In October 2021, the European Union and Qatar signed a comprehensive air transport agreement. By upgrading regulations and standards for flights between Qatar and the EU, the agreement liberalises air services. It includes obligations on social and environmental preservation as well as a promise from both parties to engage in fair competition.
According to a Commission spokesperson, in light of the disclosures, the Commission will be tightening its own regulations. Politico’s reporting on Hololei’s travels has “provided an incentive to review also other aspects of the guide where further clarifications could be necessary,” the official said. The institution has been revising its staff travel guidance “for a while,” notably to cut carbon emissions, the report said.
“The European Commission is in the process of tightening the rules concerning hospitality offered by an external event organizer to cover the mission costs of its staff members,” the spokesperson said, according to the report. “Accepting such hospitality will be restricted to major international commitments e.g. the UN, the G7 and the G20, and to hospitality offered by Member State authorities in the context of official visits within the EU.”
The most “controversial” of Hololei’s complimentary Qatar Airways flights would not have been permitted had these regulations been in place at the time. Hololei choose not to respond, according to the report.
When Politico first contacted the Commission for comments regarding Hololei’s free flights, a representative asserted that everything about his travel was legal but withheld any information about how any apparent conflicts of interest had been resolved.
There have been increasing requests for a probe lately.
Separately, in late January the European Commission said that it does not see “any grounds” in suspending the EU’s aviation agreement with Qatar in light of the corruption allegations in the bloc, Politico reported.
“Are there any grounds for us to consider that it should not continue to apply and [be] ratified? From the Commission’s side we don’t see any of those grounds,” Carlos Bermejo Acosta, a deputy director general at the Commission, told the Committee on Transport and Tourism (TRAN).
The TRAN discussion took place over the ratification process of the EU-Qatar air transport agreement, which provides the Gulf state’s airlines access to the region’s markets. Despite coming into force after being signed in 2021, the agreement is still being ratified by EU members.

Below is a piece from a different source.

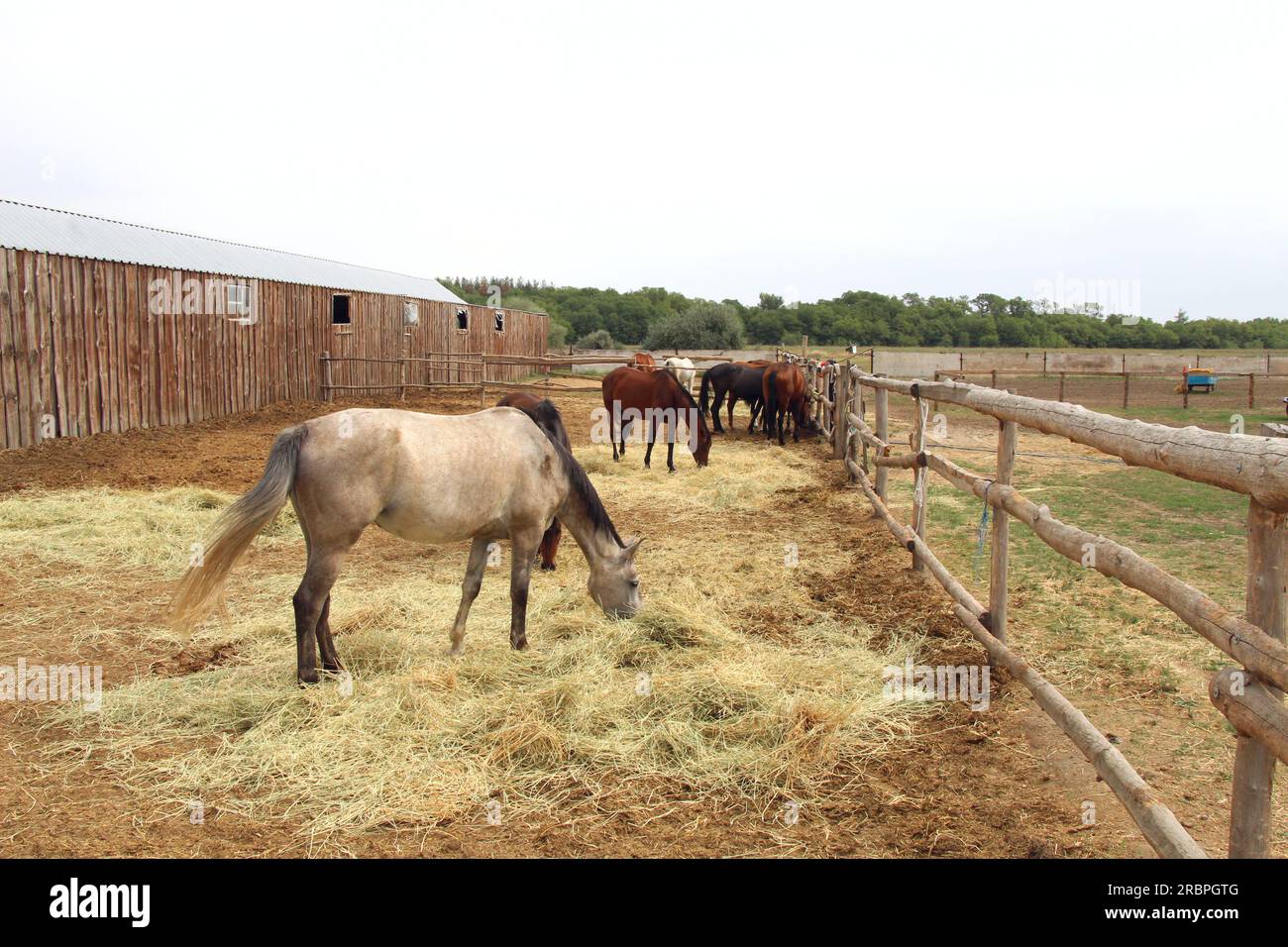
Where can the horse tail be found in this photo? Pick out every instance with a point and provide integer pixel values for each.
(769, 395)
(235, 530)
(549, 419)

The agreement must be ratified by all sides before being sent to the European Parliament for its members to approve it.
However, members of the European Parliament in January voted to pause further moves related to Qatar due to the ongoing allegations of the Gulf state’s involvement in the EU’s latest scandal.

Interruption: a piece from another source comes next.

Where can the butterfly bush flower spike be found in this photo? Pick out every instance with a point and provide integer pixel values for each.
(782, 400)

The scandal emerged in December last year after Belgian authorities raided various locations of members of the European Parliament where they seized hundreds of thousands of euros.
Greek MEP Eva Kaili was among those accused of accepting bribes to influence the bloc’s policies related to Doha.
Qatar has dismissed all allegations raised against it, rejecting attempts to “drag its name” into the issue.
Qatar asserts
The EU scandal has dominated headlines over the past months with different names emerging in media reports as investigations continue.
Aside from Kaili, former MEP Pier Antonio Panzeri was also among the top names raised since the scandal was made public.
In late January, a Belgian court withdrew a request to extradite Panzeri’s daughter and wife to Belgium following an agreement between the Belgian court and Italian politician.
Panzeri’s wife Maria Dolores Colleoni and daughter Silvia Panzeri, also suspects in the scandal, will remain under house arrest in Italy instead of facing charges in Belgium.
Citing media leaks, reports were quick to claim Qatar, Morocco, and Bahrain’s alleged involvement in the scandal.
Last month, Qatar’s Foreign Minister Sheikh Mohammed bin Abdulrahman Al Thani confirmed Doha is “100%” sure that allegations of paying off European officials are baseless.
“As a State of Qatar, we are 100% sure that this premise has no basis. We didn’t see anything. There’s an ongoing investigation. We have to see; we have to wait until the investigation is over,” Sheikh Mohammeed told CNBC in his first comment on the matter.
Sheikh Mohammed highlighted that such Qatar-targeted allegations have only been from the media, and noted that the country itself has not yet received any such complaints from Belgium authorities.
“This problem is a problem that is happening in Europe for a European institution. It is better for them to look at their own institution and do all the steps required for them and not to drag our country’s name in such a situation,” he stressed.